5 de janeiro de 2017

A primeira ópera que sobreviveu até à atualidade foi escrita para as bodas de Henrique IV e Maria de Médicis em 1600. É um trabalho de Jacopo Peri intitulado Eurídice, realizado após aquela que foi a primeira obra considerada uma ópera, Dafne, escrita aproximadamente no ano de 1594, no final do Renascimento, em Florença, por Jacopo Peri e Rinuccini, para um círculo de humanistas florentinos e atualmente desaparecida.

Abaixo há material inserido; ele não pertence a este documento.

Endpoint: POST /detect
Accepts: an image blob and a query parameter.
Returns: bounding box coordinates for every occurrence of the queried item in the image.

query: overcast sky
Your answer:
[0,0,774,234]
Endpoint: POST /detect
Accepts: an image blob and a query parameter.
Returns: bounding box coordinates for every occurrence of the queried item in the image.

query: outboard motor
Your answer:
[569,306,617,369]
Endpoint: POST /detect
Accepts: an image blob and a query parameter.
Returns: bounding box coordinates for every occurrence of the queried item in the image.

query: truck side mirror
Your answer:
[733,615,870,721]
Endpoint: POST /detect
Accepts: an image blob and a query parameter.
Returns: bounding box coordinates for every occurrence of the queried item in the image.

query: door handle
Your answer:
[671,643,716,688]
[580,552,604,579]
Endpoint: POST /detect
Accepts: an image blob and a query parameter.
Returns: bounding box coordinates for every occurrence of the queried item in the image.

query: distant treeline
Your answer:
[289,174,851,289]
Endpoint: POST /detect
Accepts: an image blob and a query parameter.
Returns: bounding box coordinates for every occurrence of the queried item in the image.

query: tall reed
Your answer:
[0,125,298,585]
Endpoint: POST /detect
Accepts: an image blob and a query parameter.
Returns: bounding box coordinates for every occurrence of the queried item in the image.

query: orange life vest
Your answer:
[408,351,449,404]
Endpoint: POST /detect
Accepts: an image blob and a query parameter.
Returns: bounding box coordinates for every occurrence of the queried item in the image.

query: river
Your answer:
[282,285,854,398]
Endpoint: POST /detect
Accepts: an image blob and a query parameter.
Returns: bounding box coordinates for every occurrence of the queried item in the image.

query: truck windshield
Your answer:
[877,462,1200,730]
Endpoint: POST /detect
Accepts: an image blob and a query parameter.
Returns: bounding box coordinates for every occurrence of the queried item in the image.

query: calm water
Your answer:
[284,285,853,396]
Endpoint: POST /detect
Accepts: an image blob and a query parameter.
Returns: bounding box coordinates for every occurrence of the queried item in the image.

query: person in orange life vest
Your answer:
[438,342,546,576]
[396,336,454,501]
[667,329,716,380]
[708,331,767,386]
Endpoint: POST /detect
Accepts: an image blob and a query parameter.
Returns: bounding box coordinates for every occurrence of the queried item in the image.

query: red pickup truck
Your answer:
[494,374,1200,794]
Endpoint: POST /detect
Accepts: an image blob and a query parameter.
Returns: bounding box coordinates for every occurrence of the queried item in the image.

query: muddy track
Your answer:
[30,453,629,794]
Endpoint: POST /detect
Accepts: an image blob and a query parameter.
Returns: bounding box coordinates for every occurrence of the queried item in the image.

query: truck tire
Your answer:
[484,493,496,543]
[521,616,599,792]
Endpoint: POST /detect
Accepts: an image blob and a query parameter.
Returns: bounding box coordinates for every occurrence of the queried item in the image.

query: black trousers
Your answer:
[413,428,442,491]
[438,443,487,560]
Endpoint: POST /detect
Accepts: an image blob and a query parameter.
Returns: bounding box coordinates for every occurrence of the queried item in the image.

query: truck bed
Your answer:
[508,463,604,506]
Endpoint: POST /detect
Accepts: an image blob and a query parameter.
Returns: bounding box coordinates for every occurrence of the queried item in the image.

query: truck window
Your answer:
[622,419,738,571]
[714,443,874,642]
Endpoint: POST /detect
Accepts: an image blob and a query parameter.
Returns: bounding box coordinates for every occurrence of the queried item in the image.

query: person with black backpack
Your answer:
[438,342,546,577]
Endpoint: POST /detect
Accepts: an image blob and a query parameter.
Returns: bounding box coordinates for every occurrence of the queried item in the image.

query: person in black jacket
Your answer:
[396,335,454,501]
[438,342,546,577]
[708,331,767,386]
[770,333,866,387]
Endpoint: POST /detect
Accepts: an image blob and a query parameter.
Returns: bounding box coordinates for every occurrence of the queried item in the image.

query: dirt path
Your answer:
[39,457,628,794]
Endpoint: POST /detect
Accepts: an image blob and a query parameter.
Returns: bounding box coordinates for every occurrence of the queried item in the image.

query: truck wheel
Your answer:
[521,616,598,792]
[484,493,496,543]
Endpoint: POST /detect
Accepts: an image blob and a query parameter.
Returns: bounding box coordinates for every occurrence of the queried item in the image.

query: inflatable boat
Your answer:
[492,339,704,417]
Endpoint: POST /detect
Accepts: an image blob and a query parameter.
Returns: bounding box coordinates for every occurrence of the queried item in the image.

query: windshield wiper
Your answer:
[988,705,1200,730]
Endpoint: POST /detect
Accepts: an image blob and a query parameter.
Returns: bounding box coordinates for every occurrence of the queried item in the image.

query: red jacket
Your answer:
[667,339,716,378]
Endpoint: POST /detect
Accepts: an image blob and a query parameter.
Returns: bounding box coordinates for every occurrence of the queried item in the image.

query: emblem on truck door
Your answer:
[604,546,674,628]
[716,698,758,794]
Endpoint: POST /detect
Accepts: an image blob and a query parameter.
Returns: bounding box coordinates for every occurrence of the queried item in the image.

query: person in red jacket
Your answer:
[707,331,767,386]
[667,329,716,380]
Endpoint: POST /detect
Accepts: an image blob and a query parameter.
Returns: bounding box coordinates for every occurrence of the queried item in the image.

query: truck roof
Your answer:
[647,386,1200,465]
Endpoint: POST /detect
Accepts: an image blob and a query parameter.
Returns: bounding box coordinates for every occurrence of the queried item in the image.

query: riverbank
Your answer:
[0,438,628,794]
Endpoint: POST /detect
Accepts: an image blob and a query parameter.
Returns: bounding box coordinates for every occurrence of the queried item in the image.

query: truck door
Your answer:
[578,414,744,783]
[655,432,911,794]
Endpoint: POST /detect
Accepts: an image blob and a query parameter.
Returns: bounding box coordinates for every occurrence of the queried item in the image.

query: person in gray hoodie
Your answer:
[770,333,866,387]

As origens da Ópera são no entanto bastante anteriores, remontando à tragédia grega e aos cantos carnavalescos italianos do século XIV. Fui procurar esta informação, depois de, ao escutar uma peça na rádio, mais uma vez renovar o meu fascínio por este género. Não sei ainda porquê, mas creio encontrar ecos deste fascínio em algumas músicas da Pop, mais exatamente em músicas onde alguém grita. Como se apenas no extremo das vozes se encontrasse um limiar, a partir do qual tudo — e por tudo quero dizer também aquilo que é insondável — se descobre simultâneo na origem que o torna existente. 




3 de janeiro de 2017

de repente, no regresso a casa, um ruído de fundo preenche o ouvido e todavia diz-se esta uma rua silenciosa. algumas vozes ao fundo da rua no café, o meu gato que brinca com uma peça de plástico, um avião e agora o som das teclas enquanto escrevo. as paisagens sonoras, quanto mais silenciosas, mais perfeitas, diria, mas nem sempre foi assim. houve um tempo em que o silêncio era sinónimo de opressão e, penso agora, quem sabe se não me conformei simplesmente à angústia que dele emana, transmutando-a numa contemplação aparentemente inócua? porque haveria perfeição na imobilidade e na quietude e não precisamente na revolta e na afeção? aquilo que o corpo prepara em segredo muda a vida.

1 de janeiro de 2017

Chaque parole a une conséquence. Chaque silence aussi.

Jean-Paul Sartre
Tenho admiração por aqueles que descem em barda ao centro das cidades para assistir a fogos de artifício. Pelos homens que, com o avançar da noite e em silêncio, se servem de bebidas cada vez mais fortes. Pelas conversas, sobre o passado e as crianças, que se mantêm até altas horas à volta da mesa. Observo tudo como se nem à minha própria pele pertencesse.